Maybe is a trivial question but I am not so good in derived functors. Assume we are in the category of abelian groups and we have an exact sequence $$0\longrightarrow A\longrightarrow B\longrightarrow C.$$ Then we know that $$0\longrightarrow \operatorname{Hom}(M,A)\longrightarrow \operatorname{Hom}(M,B)\longrightarrow \operatorname{Hom}(M,C)$$ is exact.
Is it true that $$0\longrightarrow \operatorname{Hom}(M,A)\longrightarrow \operatorname{Hom}(M,B)\longrightarrow \operatorname{Hom}(M,C)\longrightarrow \operatorname{Ext}^1(M,A)$$ is exact or we need that $B\rightarrow C$ is surjective?

Answer 1

No, the extended sequence needn't be exact. Take first $0\to A\to B\to D\to 0$ exact so that $0\to \hom(M,A)\to \hom(M,B)\to\hom(M,C)\to\operatorname{Ext}^1(M,A)$ is exact. Take any $E$ such that $\hom(M,E)\neq 0$. Then set $C=D\oplus E$. $0\to A\to B\to C$ is exact, but then the sequence $0\to \hom(M,A)\to\hom(M,B)\to\hom(M,C)\to \operatorname{Ext}(M,A)$ splits as $$0\to \hom(M,A)\to \hom(M,B)\to\hom(M,C)\to\operatorname{Ext}(M,A)\\ \bigoplus 0\to 0\to 0\to \hom(M,D)\to 0$$ where the latter is not exact.

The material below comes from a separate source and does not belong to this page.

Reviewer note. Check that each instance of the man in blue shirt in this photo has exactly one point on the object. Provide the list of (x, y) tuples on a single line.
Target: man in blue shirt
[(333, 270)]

For an explicit example take $A=B=\mathbb{Z},D=M=E=\mathbb{Z}_2$. $\hom(\mathbb{Z}_2,\mathbb{Z})=0,\operatorname{Ext}(\mathbb{Z}_2,\mathbb{Z})=\mathbb{Z}_2=\hom(\mathbb{Z}_2,\mathbb{Z}_2)$, so your sequence becomes $0\to 0\to 0\to \mathbb{Z}_2\times\mathbb{Z}_2\to\mathbb{Z}_2$.